Not to mention that observers pointed out that the assets the SEC claimed were securities in the complaints coincided nearly-perfectly with the assets listed on Coinbase and Binance’s homepages.
Regardless of the perhaps arbitrary, perhaps slapdash, nature of the SEC’s assessment, markets responded negatively in the short term, with prices for large caps such as ATOM and BNB dropping 18% and 24%, respectively, in the days after the complaint.
Meanwhile, Coinbase stock — which the SEC permitted to be listed on American exchanges April 2021 as a registered security, despite later concluding Coinbase was operating as an unregistered securities exchange — likewise faltered, falling as much as 18% in premarket trading June 6.
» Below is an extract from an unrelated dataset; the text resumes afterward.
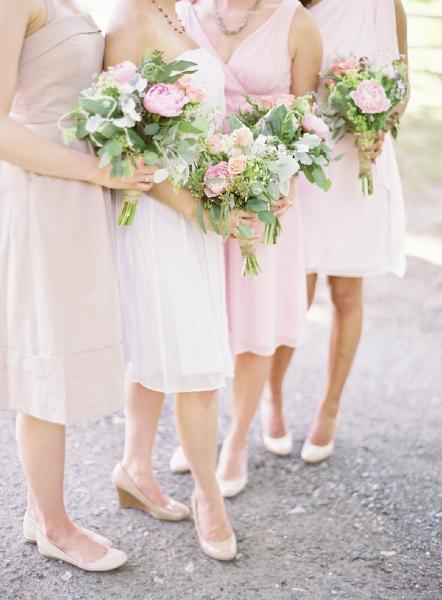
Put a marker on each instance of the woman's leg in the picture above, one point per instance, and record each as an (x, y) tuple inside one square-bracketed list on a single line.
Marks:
[(197, 424), (143, 410), (274, 421), (251, 373), (347, 298), (42, 454)]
Since June 6 lows, however, nearly half of affected assets have fully recovered, with the cohort of 19 assets in the green 70 basis points on average at the time of publication.
Leading the way: SOL and Coinbase’s COIN, up 27% and 51%, respectively.
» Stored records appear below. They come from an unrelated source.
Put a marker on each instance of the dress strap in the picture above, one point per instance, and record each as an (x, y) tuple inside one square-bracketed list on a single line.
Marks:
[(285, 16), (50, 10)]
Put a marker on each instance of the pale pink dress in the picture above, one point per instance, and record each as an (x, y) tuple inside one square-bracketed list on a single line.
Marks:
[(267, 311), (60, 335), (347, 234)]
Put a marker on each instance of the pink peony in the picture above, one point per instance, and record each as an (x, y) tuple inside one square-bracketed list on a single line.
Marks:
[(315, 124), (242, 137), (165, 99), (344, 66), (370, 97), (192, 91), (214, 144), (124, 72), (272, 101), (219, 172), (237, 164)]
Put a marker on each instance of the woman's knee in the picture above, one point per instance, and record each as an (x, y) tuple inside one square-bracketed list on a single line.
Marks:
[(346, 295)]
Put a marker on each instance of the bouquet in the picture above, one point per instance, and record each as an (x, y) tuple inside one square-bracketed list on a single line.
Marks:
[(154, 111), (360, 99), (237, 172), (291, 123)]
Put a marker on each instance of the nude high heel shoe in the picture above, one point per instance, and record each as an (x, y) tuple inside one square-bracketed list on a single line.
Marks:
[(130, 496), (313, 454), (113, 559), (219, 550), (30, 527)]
Laggards BNB and SAND, meanwhile, dragged the basket down, remaining 18.5% and 12.6% in the red. Eleven of the 19 remain negative since the complaints, with 10 within a 5% margin of their June 6 price.
On Thursday, the SEC charged Celsius Network Limited with fraud and unregistered securities sales. Despite Celsius undergoing an already-lengthy bankruptcy process, and now facing a $4.7 billion FTC fine, CEL has improbably rallied nearly 20%.
Later the same day, a New York judge ruled in a long-standing lawsuit from the SEC that Ripple’s XRP cannot be considered a security in secondary sales on exchanges, but simultaneously that institutional sales of XRP could be considered securities offerings.
In total — adding Celsius’ CEL and XRP to a basket of equally-weighted COIN and the assets the SEC recently labeled securities — the “post SEC enforcement index” would be up 3.5% from the announcement of SEC action against each asset as well as the ruling on XRP.
In short, as the market digests recent SEC actions, enforcement appears increasingly toothless — at least when it comes to impacting digital asset prices.